Mr Baich has since amended the lawsuit, seen by The Independent, that will now include free speech advocates First Amendment Coalition of Arizona as plaintiffs and, in addition to unveiling the parties involved in executions, take on the state’s use of the sedative Midazolam in executions. Judges will hear the lawsuit at a status conference on January 12.
Midazolam is the sedative used in the botched executions of inmates like Oklahoma’s Clayton Lockett, who witnesses say died after more than 40 minutes of writhing in pain. The drug’s use was challenged in US Supreme Court case Glossip v. Gross, but the Supreme Court ruled the drug did not amount to cruel and unusual punishment.
Dan Peitzmeyer, spokesman for local advocacy group Death Penalty Alternatives for Arizona, said he hopes Mr Baich’s litigation will start a precedent for greater transparency into the death penalty across the nation.
“Citizens have a right to know what their government is doing,” Mr Peitzmeyer told The Independent.
He offered Wood’s botched execution with 14 more rounds of lethal injection drug than usual as an example of what he calls a lack of oversight and accountability. “Protocol doesn’t mean a damn thing.
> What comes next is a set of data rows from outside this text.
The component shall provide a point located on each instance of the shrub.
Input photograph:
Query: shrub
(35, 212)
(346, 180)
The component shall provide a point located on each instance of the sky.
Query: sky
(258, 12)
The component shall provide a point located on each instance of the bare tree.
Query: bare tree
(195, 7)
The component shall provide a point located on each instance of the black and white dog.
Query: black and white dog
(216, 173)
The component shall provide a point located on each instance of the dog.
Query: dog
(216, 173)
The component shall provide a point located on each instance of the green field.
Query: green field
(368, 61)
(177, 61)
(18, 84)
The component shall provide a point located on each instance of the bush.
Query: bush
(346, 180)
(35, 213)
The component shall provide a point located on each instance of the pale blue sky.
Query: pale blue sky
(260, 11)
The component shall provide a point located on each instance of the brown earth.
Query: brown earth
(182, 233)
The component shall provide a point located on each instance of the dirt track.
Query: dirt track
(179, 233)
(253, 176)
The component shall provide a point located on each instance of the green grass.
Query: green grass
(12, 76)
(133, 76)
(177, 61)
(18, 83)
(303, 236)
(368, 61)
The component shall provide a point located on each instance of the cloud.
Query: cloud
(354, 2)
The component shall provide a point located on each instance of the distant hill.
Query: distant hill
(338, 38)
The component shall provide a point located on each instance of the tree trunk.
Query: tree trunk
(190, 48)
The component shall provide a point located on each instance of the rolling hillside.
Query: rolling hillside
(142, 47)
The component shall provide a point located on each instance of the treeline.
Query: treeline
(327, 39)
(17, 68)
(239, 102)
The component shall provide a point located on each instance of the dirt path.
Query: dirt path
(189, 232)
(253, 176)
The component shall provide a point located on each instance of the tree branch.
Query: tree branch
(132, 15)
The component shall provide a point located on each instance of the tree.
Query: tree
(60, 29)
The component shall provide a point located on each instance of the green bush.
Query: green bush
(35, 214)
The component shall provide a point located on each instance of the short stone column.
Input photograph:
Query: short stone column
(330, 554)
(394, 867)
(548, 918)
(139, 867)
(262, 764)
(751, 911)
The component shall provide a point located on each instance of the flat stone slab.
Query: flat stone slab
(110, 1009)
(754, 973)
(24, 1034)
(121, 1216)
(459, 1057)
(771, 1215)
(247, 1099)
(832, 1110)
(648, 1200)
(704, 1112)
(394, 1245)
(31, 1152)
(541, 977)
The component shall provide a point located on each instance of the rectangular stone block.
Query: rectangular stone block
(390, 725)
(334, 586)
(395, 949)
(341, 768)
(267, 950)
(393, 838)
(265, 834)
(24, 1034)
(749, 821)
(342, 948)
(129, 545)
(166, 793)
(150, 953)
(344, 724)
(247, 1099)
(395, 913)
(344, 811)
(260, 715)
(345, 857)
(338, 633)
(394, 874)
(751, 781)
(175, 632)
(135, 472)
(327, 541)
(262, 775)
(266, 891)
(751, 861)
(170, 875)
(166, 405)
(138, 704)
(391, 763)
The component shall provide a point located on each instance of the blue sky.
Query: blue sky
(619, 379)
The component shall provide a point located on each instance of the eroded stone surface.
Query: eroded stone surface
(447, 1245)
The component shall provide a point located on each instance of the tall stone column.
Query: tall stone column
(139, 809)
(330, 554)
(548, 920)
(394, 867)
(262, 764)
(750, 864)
The Department of Corrections does what they want to do,” he said.
The Arizona Corrections Department and Attorney General’s Office did not immediately respond to requests for comment from The Independent.
But one federal court ruling in Mr Baich’s favor may still not be enough to force states to disclose information on who conducts executions and how they do it.
The director at Washington-based advocacy organization the Death Penalty Information Center, Richard Dieter, told The Independent that different states like Ohio and Tennessee have imposed laws to block the information, but legal authorities in other states have withheld the information without any amendable law on the books.
It’s “hard to say” whether the Arizona litigation will have any national precedent, Mr Baich said.
“If a federal court in Arizona rules in our favour, for instance, that would not be binding on the federal courts in Missouri,” Mr Baich said. “It would have to be the [US] Supreme Court that would say, ‘This is permissible, this is not permissible.'”
“But that being said, I think if courts around the country start expressing concerns about secrecy … it might start a discussion in the legislatures and as part of public opinion about whether this secrecy is a good thing," Mr Baich added.